“But you are a chosen race,a royal priesthood, a holy nation, a people for his own possession, that you may proclaim the excellencies of him who called you out of darkness into his marvelous light…. Beloved, I urge you as sojourners and exiles to abstain from the passions of the flesh, which wage war against your soul. Keep your conduct among the Gentiles honorable, so that when they speak against you as evildoers, they may see your good deeds and glorify God on the day of visitation.” -1 Peter 2:9,11-12
“The saying is trustworthy: If anyone aspires to the office of overseer, he desires a noble task. Therefore an overseer must be above reproach, the husband of one wife, sober-minded, self-controlled, respectable, hospitable, able to teach, not a drunkard, not violent but gentle, not quarrelsome, not a lover of money. He must manage his own household well, with all dignity keeping his children submissive, for if someone does not know how to manage his own household, how will he care for God’s church? He must not be a recent convert, or he may become puffed up with conceit and fall into the condemnation of the devil. Moreover, he must be well thought of by outsiders, so that he may not fall into disgrace, into a snare of the devil.” -1 Timothy 3:1-7
Our last post in the Laodicean Project dealt with what I believe the first necessary step in reaching “Christian” societies to be, that being the internal cleansing and living of a life which causes others to glorify God. The second step, though quite similar, is on a much larger level. This step is the step of a corporate cleansing of the Church and a return of the Church to a level of esteem in the society.

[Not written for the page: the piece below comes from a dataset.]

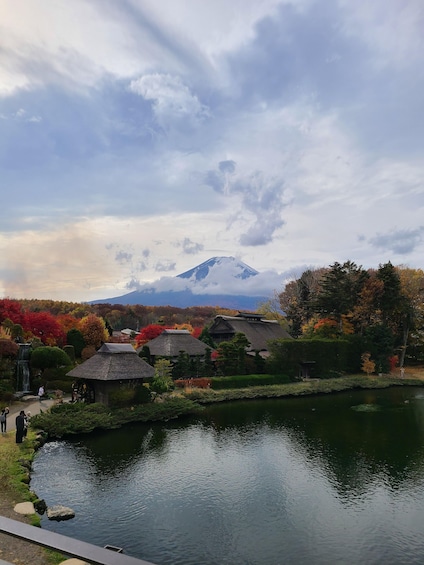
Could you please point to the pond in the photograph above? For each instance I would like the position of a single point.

Too often today the Church is used as an excuse for not believing the message of the Gospel because, in the world’s eyes, the Church has no special position above anything else in the society. We have dealt with this problem repeatedly on this blog. Most of this has to do with a perceived (or real) hypocrisy in the Church and its’ members or because of overbearing legalisms or because of a weakening in the doctrinal integrity of a congregation. However, in lieu of betting these subjects into the ground I will just give links to those previous discussions.
Instead, what I want to discuss here is the way most of these problems occur, which is in the diluting of the strength of our Christian leadership. Paul in the New Testament lays out for us three times what the qualifications for specific leadership posts are in the church. He discusses the Elder/Pastor qualifications in both 1 Timothy 3:1-7 and Titus 1:5-9 and for Deacons in 1 Timothy 3:8-13. Moreover, all of the New Testament authors offer pointers and direction in the way the church should be led.
The problem is, today’s Christian societies continue to move further and further away from these ground rules. One of the most notable examples of this is the rejection of 1 Timothy 2:12, which says “I do not permit a woman to teach or to exercise authority over a man; rather she is to remain quiet.” Today it is such common place to “call” female ministers, or at least install female Bible teachers over adult males, that most congregations don’t bat an eye at it, even though this is clearly in opposition to what Paul teaches. To excuse this they often claim that what was written was culturally relevant for then, a time in which women weren’t valued as much as they are now, but that today, since we are much more egalitarian in our behaviors, we are no longer under this restriction. (But note, this argument is inaccurate in its premise since we have already discussed that Christianity has been egalitarian in its teachings since the beginning, and so if this is true then it makes Paul’s instruction not culturally relevant even in the culture he was specifically addressing, which makes absolutely no sense!) We see similar arguments made for every other type of bending being done on the Bible’s instructions for leadership.
So what? What is the big deal about bending the rules a little bit? Well, first, it is disobedience, which is never something we should strive for. Second, if we allow for disobedience and rationalizing away God’s rules at the top then there is no hope for people to respect them further down the totem pole. The Bible says that “not many of [us] should become teachers” since those “who teach will be judged with greater strictness (James 3:1).” This is because, as a teacher and/or leader, you are acting as a miniature shepherd to God’s people, and so if you go astray then many of them are sure to follow, and the Bible speaks pretty harshly about those who lead God’s children astray, as we have discussed before.
Therefore, if we are to reclaim our Christian societies in the name of Christ and see his name and holiness glorified in them again, then we must hold more closely to the Bible’s instructions for appointing Church leaders. This may not be popular, or comfortable even, since sometimes these bad leaders may be people who are very close to us personally, but in order to see a change it must be done. We shouldn’t allow just anyone with “lofty speech or wisdom” to lead our congregations, but should seek to appoint leaders who have “decided to know nothing among [us] except Jesus Christ and him crucified (1 Corinthians 2:2).” Only once we have seen individually our lives sanctified, and corporately our leadership sanctified, can we hope to begin seeing our society changed from their cold, dead views of Christianity and into a right relationship with Christ.